The other contract is for the supply of rock tool equipment, valued at R1-million a month, to a South African mining house. Schwalbe will supply mostly hand-held rock-drilling consumable equipment over a one-year period, with the company looking to extend the contract for another two years.
Betsalel notes that, since the Marikana tragedy of 2012, there has been a lull in the South African mining industry, which has impacted on mining companies’ profitability.
“Generally speaking, the mining industry has been under a significant amount of strain over the last year. However, we have seen sentiment improving over the last few months and are hop-ing that 2014 will be a better year than the last.”

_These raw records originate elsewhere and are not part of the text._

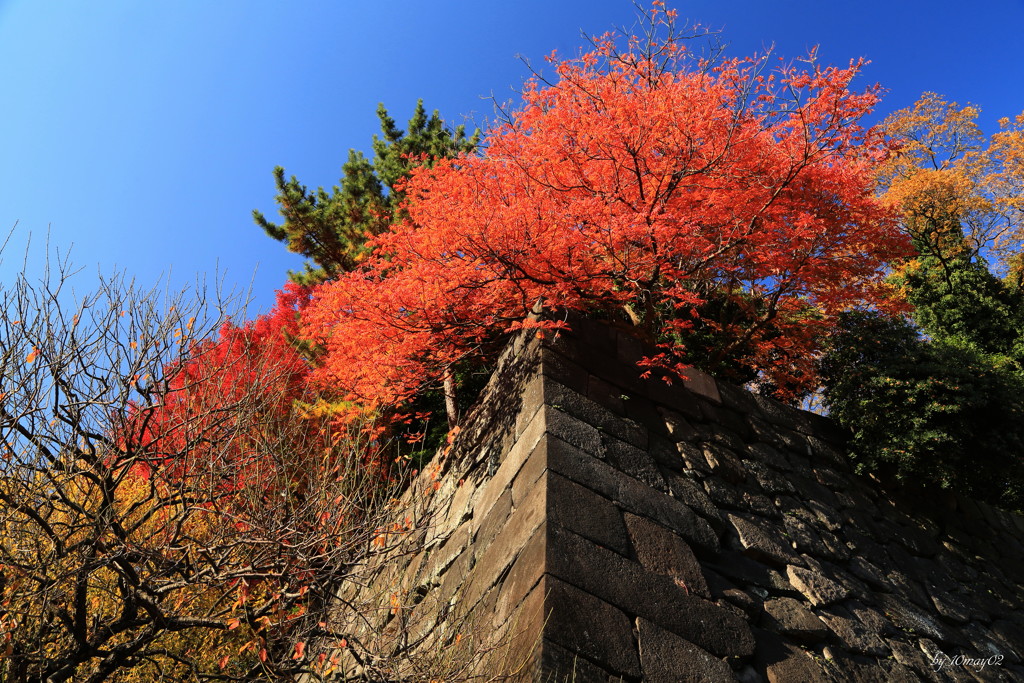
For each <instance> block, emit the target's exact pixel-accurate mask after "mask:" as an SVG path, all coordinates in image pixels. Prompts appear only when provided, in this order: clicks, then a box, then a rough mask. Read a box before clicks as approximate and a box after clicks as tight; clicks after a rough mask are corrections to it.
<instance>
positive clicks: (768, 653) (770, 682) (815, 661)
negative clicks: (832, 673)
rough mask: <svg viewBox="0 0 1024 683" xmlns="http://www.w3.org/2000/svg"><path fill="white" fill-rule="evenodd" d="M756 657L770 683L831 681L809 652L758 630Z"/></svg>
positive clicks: (755, 660)
mask: <svg viewBox="0 0 1024 683" xmlns="http://www.w3.org/2000/svg"><path fill="white" fill-rule="evenodd" d="M755 633H756V636H757V641H758V649H757V654H756V655H755V661H756V665H757V668H758V669H759V670H760V671H762V672H764V677H765V679H766V680H768V681H769V683H793V682H794V681H801V683H830V681H831V677H830V676H828V675H827V674H826V673H825V672H824V670H822V668H821V666H820V665H819V664H818V663H817V661H815V660H814V659H813V658H811V655H810V654H808V653H807V652H806V651H804V650H802V649H800V648H799V647H797V646H796V645H793V644H790V643H787V642H785V641H784V640H782V639H781V638H779V637H778V636H777V635H775V634H773V633H770V632H767V631H761V630H758V631H756V632H755Z"/></svg>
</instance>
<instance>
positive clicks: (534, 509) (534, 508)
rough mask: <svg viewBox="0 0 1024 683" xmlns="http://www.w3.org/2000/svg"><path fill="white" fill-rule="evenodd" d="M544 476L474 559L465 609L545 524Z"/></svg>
mask: <svg viewBox="0 0 1024 683" xmlns="http://www.w3.org/2000/svg"><path fill="white" fill-rule="evenodd" d="M546 476H547V475H546V474H545V475H543V476H542V477H541V480H540V481H541V483H540V485H538V486H537V487H535V488H534V490H531V492H530V494H529V496H527V497H526V499H525V501H523V504H522V506H521V507H518V508H515V509H514V510H513V512H512V514H511V515H510V516H509V518H508V523H507V524H506V525H505V526H504V527H503V528H502V530H501V531H499V532H498V535H497V536H496V537H495V540H494V541H492V543H490V545H488V546H487V548H486V549H485V550H484V551H483V552H482V554H479V555H478V556H477V559H476V562H475V564H474V566H473V572H472V575H471V577H470V580H469V582H467V585H466V591H465V595H464V596H463V598H462V599H463V600H464V601H465V603H466V605H467V606H468V607H472V606H473V605H474V604H476V601H477V600H479V599H480V596H482V595H483V593H484V592H485V591H486V590H487V589H488V588H490V587H492V586H493V585H494V584H495V583H496V582H497V581H498V580H499V578H500V577H501V575H502V574H503V573H504V572H505V570H506V569H507V568H508V567H509V566H510V565H511V564H512V561H513V560H514V559H515V558H516V556H518V555H519V553H520V551H521V550H522V549H523V548H525V546H526V543H527V541H529V539H530V537H532V535H534V531H535V530H536V529H537V528H538V527H539V526H541V525H542V524H544V523H546V520H547V500H548V492H547V481H545V480H544V479H545V477H546ZM474 551H475V549H474Z"/></svg>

Betsalel highlights that the gold sector was particularly hard hit in 2013, as evidenced by strikes, a poor performing gold price, electricity constraints and the general increase in input costs as a result of a poor-performing rand exacerbating inflation. “All this resulted in mining houses, predominantly those involved in underground operations, being strained to maintain profitability.
“This, in turn, impacted on the profitability of marginal mines, with some of them being put on maintenance. Exploration projects were also put on hold,” he notes.
Betsalel adds that the price of platinum also dropped dramatically after a brief spike following the August 2012 Marikana tragedy, which culminated in the deaths of 44 people, the majority of whom were striking mineworkers. This price drop, compounded by an ongoing strike in the sector, has resulted in platinum companies struggling to remain profitable.
“To a lesser degree, the drop in the rand alleviated the problem by increasing the rand value of platinum. However, the substantial increase in input costs, ironically also due to a weak rand, and the platinum sector strike have placed South Africa’s gold and platinum sectors under severe distress,” he concludes.